PHOTOGRAPH: Parinya Binsuk, 123rf.com
Q: Who is at greatest risk?
A: Unborn babies are the most at risk should their mothers become infected with the Zika virus.
Between 1 per cent and 10 per cent of women infected during pregnancy give birth to babies with defects. The most common defect is microcephaly, where the baby is born with a much smaller head, sloping forehead and damaged brain.
Q: Is the baby at risk throughout the pregnancy?
A: Associate Professor Arijit Biswas, head of obstetrics and gynaecology at the National University Hospital, said the risk is highest during the first trimester and the early part of the second trimester of pregnancy.
Though the risk is lower in the third trimester, the virus could still cause fatal outcomes such as stillbirth.
Q: If a pregnant woman has Zika, what can be done to prevent its effects on the baby?
A: Dr Derrick Heng, group director for public health at the Health Ministry, said: “Once the mother is infected, there is nothing much we can do to prevent the effect on the baby.”
However, more than nine in 10 pregnant women infected with Zika will deliver normal babies.
Q: What can pregnant women do to protect their babies?
A: They need to take stringent precautions against becoming infected. This includes preventing themselves from getting bitten by mosquitoes, by wearing long-sleeve tops and slacks, and using mosquito repellents.

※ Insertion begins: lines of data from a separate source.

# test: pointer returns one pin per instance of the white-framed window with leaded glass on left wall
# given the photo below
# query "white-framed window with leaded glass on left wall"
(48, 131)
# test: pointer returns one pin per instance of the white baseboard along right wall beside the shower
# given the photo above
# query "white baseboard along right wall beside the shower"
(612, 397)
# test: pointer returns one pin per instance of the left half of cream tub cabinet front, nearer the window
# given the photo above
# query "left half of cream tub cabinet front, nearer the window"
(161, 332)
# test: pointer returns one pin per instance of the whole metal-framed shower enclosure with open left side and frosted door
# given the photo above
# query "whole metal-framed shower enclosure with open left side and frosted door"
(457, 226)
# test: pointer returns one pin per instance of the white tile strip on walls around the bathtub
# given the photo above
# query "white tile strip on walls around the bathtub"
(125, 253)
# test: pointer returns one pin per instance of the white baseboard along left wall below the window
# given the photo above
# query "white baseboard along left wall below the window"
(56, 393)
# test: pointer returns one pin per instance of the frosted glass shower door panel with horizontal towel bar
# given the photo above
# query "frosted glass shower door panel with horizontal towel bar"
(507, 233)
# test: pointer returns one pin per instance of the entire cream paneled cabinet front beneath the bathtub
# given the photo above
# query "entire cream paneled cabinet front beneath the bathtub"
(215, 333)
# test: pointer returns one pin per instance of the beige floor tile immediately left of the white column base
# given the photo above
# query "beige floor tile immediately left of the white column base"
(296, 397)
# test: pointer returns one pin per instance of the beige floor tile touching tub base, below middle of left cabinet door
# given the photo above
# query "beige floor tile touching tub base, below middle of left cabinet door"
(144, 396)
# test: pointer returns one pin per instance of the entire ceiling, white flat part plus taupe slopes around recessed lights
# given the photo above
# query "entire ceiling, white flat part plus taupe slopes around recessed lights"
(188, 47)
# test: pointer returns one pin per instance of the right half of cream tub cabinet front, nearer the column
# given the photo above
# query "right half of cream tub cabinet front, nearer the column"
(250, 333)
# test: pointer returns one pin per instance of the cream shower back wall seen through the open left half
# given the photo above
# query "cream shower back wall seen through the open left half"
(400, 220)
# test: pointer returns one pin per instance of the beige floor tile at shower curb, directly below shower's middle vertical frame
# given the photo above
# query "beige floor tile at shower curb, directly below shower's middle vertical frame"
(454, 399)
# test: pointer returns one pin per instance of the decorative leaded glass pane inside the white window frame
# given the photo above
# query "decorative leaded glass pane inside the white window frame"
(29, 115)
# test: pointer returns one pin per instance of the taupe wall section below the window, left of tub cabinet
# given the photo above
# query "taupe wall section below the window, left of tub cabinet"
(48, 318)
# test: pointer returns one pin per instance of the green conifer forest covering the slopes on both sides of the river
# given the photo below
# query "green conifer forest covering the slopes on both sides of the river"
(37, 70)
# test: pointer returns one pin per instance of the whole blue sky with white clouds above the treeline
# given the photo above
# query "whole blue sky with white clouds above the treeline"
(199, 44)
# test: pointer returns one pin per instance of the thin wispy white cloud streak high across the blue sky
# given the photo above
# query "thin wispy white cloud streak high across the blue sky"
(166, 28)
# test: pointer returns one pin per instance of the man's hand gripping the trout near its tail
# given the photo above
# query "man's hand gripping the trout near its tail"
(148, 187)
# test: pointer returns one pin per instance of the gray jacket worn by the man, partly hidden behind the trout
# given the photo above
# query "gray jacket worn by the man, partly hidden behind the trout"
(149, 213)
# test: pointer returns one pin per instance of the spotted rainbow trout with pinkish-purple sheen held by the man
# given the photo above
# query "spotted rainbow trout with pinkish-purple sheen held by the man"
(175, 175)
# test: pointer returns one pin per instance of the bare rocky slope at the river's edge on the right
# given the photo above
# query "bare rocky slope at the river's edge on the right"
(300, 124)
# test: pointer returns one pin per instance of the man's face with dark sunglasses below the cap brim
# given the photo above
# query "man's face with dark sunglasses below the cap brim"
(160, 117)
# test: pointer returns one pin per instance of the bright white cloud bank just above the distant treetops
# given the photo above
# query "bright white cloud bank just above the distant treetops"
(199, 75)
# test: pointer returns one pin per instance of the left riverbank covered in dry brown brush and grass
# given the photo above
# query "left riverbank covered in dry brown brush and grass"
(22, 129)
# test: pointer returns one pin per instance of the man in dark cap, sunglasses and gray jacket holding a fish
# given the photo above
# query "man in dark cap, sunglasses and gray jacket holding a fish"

Another precaution is to ensure that women have only protected sex during pregnancy, since the virus can also be passed through bodily fluids.
Four in five people who become infected with Zika do not show any symptoms but could be infectious, so the fact that the husband is not sick is no guarantee that he does not have the virus.
Q: What can a pregnant woman do if she has Zika?
A: Her doctor will monitor the development of the baby. If it is confirmed to have a major defect, and it is within 24 weeks of conception, abortion is a choice.
Q: What are the symptoms?
A: Symptoms of Zika include a fever, an itchy rash, body aches, headache, red eyes and, occasionally, nausea and vomiting.